Now we finally run the image through the pre-trained, specialized Detectron2
algorithm to get a collection of predictions (in the form of another NumPy array).
Next we use Detectron2 functions to create a Visualizer object, and scale the image
down to save on the user-download needs (improves interaction speed).
Then we draw the actual predictions (which are an array of instances, since this is
semantic segmentation) and crucially, do so via a CPU (but we could use a GPU
instead by redeploying this image on a Google Cloud Google Kubernetes Engine
Enterprise Anthos Cloud Run. This would increase costs by a factor of over 10).
Now we grab the formatted image from that the cpu-drawn output.
Having created our prediction file name, we append .png to the second temporary file
from earlier. We take out predicted_img object, and convert it into an Image (since
right now it's still an array). We then save the Image into our second tempoary
file, and
identify it as png format.
Finally, we create a pointer to a location in our bucket expecting a new blob
object,
formatted using the prediction_name established earlier. Then we just upload our
second
temporary file (now an image file) into that identified location.
This section pertains to the Cloud App portion of the website again.
Third Stage: Display the processed image on the dynamic Google Maps window:
Immediately after the ML processing button as been pressed, the website begins
attempting to load the processed image. It does this every .5 seconds It performs
repeated getDownloadURL() requests, using the predetermined naming convention.

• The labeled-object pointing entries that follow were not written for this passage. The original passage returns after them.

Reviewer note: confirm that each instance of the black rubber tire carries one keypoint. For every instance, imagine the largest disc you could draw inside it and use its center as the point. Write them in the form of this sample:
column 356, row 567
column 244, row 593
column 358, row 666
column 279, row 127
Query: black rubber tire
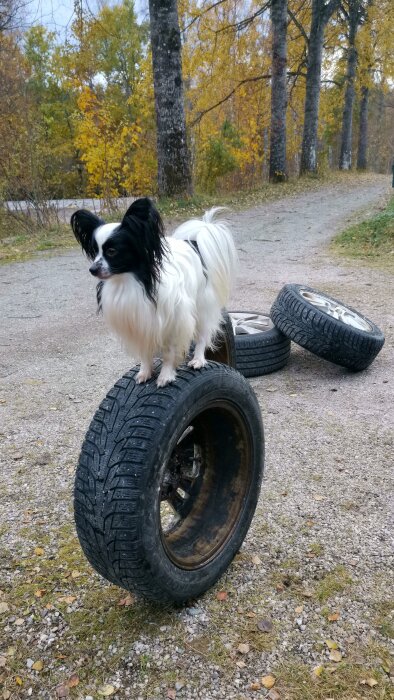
column 124, row 464
column 261, row 353
column 224, row 345
column 325, row 336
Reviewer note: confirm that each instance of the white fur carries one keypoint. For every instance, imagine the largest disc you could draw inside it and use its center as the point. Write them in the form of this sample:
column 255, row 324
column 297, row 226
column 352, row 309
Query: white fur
column 189, row 302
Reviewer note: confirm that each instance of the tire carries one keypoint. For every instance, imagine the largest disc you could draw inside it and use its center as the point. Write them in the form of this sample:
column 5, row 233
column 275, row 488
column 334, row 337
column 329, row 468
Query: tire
column 258, row 353
column 194, row 448
column 326, row 326
column 224, row 346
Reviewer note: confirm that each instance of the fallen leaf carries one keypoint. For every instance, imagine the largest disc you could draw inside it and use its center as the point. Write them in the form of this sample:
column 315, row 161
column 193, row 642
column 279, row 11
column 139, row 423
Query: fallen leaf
column 369, row 681
column 106, row 690
column 255, row 686
column 331, row 644
column 317, row 671
column 333, row 617
column 38, row 666
column 69, row 599
column 73, row 681
column 268, row 682
column 40, row 592
column 273, row 695
column 127, row 601
column 265, row 626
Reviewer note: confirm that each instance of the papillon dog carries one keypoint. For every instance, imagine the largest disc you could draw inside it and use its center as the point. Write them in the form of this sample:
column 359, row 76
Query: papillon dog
column 159, row 294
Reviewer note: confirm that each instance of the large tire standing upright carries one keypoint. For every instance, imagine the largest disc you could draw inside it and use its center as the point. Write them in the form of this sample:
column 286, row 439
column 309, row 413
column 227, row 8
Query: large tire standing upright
column 326, row 326
column 168, row 481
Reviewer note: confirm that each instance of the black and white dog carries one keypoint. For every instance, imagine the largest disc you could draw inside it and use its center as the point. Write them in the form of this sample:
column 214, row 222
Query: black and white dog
column 160, row 293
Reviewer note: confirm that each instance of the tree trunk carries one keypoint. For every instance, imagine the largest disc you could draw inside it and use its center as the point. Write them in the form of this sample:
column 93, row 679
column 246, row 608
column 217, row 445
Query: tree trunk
column 321, row 13
column 345, row 158
column 277, row 168
column 363, row 130
column 174, row 170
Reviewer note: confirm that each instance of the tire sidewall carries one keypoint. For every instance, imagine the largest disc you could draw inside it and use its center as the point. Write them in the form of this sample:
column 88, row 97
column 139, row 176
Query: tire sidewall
column 178, row 582
column 374, row 332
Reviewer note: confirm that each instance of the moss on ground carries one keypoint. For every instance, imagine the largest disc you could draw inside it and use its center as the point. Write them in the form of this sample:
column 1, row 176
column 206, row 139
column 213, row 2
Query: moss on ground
column 371, row 240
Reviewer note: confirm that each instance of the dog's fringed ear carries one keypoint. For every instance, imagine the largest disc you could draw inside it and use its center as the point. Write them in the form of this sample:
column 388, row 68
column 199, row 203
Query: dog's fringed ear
column 83, row 224
column 144, row 210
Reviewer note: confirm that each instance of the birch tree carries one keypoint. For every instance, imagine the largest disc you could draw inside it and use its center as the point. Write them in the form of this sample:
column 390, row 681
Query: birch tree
column 321, row 13
column 174, row 170
column 277, row 168
column 354, row 12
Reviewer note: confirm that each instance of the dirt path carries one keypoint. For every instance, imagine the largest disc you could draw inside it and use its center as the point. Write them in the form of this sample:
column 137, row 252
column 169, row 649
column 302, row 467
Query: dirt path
column 321, row 541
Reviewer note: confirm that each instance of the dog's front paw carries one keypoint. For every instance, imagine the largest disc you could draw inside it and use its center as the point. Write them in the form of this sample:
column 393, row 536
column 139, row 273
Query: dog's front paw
column 166, row 376
column 143, row 376
column 197, row 363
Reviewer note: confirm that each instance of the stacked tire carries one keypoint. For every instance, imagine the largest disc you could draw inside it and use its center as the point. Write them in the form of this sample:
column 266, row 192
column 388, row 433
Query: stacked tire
column 314, row 320
column 168, row 479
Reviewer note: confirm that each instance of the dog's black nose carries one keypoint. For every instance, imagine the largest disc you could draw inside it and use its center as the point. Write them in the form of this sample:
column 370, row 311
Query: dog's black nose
column 94, row 269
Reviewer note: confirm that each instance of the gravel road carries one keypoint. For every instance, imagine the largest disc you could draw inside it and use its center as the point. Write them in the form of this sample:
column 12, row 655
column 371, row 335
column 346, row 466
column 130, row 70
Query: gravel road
column 321, row 541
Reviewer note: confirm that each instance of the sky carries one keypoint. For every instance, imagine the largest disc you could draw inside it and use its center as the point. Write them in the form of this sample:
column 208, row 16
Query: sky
column 57, row 15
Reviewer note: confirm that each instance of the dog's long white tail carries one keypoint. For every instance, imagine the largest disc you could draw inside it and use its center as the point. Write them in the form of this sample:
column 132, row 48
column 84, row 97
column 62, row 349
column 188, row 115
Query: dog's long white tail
column 216, row 247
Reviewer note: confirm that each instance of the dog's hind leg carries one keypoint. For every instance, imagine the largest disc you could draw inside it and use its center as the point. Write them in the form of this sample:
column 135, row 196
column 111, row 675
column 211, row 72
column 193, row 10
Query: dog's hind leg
column 167, row 372
column 198, row 359
column 145, row 371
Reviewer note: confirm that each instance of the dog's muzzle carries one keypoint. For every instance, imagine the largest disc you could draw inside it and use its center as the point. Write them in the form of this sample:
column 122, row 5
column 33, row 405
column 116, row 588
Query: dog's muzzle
column 97, row 270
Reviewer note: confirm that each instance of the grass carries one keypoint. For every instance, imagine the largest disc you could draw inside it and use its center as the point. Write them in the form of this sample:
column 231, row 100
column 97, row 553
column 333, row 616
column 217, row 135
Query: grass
column 348, row 680
column 334, row 582
column 371, row 240
column 20, row 241
column 96, row 632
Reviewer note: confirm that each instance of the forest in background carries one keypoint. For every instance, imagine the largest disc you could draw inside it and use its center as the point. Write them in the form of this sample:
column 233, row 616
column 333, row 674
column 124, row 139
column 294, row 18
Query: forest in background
column 77, row 117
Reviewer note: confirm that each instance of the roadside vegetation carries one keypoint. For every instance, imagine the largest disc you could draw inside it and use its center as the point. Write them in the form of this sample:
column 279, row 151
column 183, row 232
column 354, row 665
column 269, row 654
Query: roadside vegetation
column 22, row 237
column 371, row 240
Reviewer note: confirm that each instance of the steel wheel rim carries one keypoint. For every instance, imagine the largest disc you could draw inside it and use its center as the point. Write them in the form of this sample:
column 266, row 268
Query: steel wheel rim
column 336, row 310
column 247, row 323
column 188, row 544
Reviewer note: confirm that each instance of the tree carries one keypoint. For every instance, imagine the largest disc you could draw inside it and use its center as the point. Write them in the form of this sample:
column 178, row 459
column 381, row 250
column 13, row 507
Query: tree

This get request uses the format we've just established in the Cloud Run file, but
at the start of the calls, this file doesn't exist yet. These have to be equal:
Once there is an affirmative response of this URL existing where we're looking (which
means the image processing is completed and the processed image has been uploaded
successfully into the Google Cloud Bucket) we:
Create a Ground Overlay object out of the predicted image, and place it on the
dynamic JavaScript Maps image, using the earlier defined bounds information saved
when pressing the Run Building Identification on Current Map View button.
Present some user-facing data, and re-enable the button.